Photographer: Scott Olson/Getty Images

The crowd in Drake University’s Sheslow Auditorium was definitely feeling the Bern.

Around 700 supporters of Senator Bernie Sanders showed up Friday night for his town hall on this Des Moines, Iowa campus, but some of the most enthusiastic applause went to Tyson Manker, a 33-year-old former Marine practicing law in Central Illinois.

“Good evening Senator Sanders, I look forward to the day that I can call you Mr. President,” Manker said, to applause. “I’m a former U.S. Marine, I fought in Iraq [applause] and I’d like to say, before I ask my question, quickly, that your support for veterans is the reason why I drove six hours from Central Illinois today to support you and to join your campaign [applause],” he continued. At one point Sanders left the podium to shake his hand.

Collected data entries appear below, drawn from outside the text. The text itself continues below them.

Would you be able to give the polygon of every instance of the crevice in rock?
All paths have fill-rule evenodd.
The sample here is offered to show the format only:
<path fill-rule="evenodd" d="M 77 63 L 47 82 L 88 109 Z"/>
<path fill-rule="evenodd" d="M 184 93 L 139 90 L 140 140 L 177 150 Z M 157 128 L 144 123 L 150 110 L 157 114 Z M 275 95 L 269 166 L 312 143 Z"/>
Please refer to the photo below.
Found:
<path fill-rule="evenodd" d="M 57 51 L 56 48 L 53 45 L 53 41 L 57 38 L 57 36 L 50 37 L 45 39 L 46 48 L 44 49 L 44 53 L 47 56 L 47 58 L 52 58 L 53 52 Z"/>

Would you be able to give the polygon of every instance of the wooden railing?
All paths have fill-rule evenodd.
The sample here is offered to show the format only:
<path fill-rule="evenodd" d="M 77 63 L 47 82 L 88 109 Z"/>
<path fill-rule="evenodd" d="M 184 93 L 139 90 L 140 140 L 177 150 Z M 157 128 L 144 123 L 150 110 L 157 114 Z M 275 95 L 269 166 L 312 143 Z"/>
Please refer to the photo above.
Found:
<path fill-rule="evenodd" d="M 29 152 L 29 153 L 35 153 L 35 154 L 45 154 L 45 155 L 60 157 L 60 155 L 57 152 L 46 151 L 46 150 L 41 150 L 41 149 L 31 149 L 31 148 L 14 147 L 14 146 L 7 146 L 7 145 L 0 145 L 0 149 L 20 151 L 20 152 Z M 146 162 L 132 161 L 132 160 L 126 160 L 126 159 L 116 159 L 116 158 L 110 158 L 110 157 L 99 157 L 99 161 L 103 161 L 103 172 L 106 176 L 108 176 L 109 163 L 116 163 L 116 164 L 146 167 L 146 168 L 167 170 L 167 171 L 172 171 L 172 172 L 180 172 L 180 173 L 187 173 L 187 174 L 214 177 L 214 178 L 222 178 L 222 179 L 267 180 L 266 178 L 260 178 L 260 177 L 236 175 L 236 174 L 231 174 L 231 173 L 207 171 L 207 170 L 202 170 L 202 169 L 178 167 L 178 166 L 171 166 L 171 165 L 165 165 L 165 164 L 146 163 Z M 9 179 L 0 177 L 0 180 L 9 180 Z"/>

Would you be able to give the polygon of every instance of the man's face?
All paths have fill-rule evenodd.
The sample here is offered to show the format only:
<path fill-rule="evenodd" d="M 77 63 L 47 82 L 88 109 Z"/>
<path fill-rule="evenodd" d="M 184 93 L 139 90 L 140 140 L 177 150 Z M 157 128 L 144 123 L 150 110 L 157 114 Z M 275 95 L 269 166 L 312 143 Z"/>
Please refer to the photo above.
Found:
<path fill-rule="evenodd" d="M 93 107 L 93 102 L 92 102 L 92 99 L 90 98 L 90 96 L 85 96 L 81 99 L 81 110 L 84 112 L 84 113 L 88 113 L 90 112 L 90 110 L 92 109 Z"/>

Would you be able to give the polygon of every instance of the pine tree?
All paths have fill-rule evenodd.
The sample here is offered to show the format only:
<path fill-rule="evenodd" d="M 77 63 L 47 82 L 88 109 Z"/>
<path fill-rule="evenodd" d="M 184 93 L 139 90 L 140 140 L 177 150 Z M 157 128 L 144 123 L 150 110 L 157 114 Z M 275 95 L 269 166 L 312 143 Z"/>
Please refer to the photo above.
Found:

The audience at the Drake University town hall.

Photographer: Scott Olson/Getty Images

As Democratic presidential front-runner Hillary Clinton holds her first campaign rally Saturday morning in New York City, Sanders is in Iowa, continuing to draw large and energetic crowds during a three-day swing through the state where the first ballots of the 2016 presidential contest will be cast early next year. 

“Sometimes our campaign has been referred to as a fringe campaign,” Sanders told the crowd. “Well, if this this fringe, I’d hate to see mainstream.”

Manker wanted to know what Sanders, a member of the Senate Veterans' Affairs Committee, would do about the gap between what veterans are promised when they sign up to serve, and what they get when they come back. “If there is any moral obligation that the nation has, it is to do everything that we can for those people who put their lives on the line to defend us and have come back wounded either in body or in spirit,” Sanders said, before describing his work on the 2014 veterans health care bill. “But we still have a long way to go.”

The audience was boisterous throughout Sanders’ hour-long speech and nearly 25 minutes of questions, in which he touched on everything from Citizens United, to climate change, student loan debt, Friday’s congressional drama over President Obama’s trade deal, and even GMOs (he thinks genetically modified foods should be labelled). Sanders got a standing ovation when he talked about climate change. He got another one when said that the nation needs a single-payer health care system.

During the middle of his speech Sanders brought three local college students to the stage to talk about their struggles with student loan debt. When Meredith Cook, said she had some private loans with interest rates as high as 10-12 percent, the audience collectively winced.

Afterwards in an interview, Cook said she hasn't made up her mind who she's supporting for president. “Right now I’m actually not endorsing, because there’s not enough candidates in the field yet,” Cook said. “But I really do like what Bernie Sanders has to say, I followed him for a couple of months now and I think he’s a serious opponent.”

Manker, on the other hand, is all in. He praised Sanders for his “foresight” in predicting the problems with the Iraq War and his stances on women’s, workers, and gay rights.

“He stands for the type of justice that I believe in and that I fought for, to defend, in Iraq,” he said during an interview. “I mean, he’s just very inspirational and I wouldn’t be here if I didn’t think that this was something major.” 

CORRECTION: An earlier version of this story misquoted Tyson Manker in the third paragraph.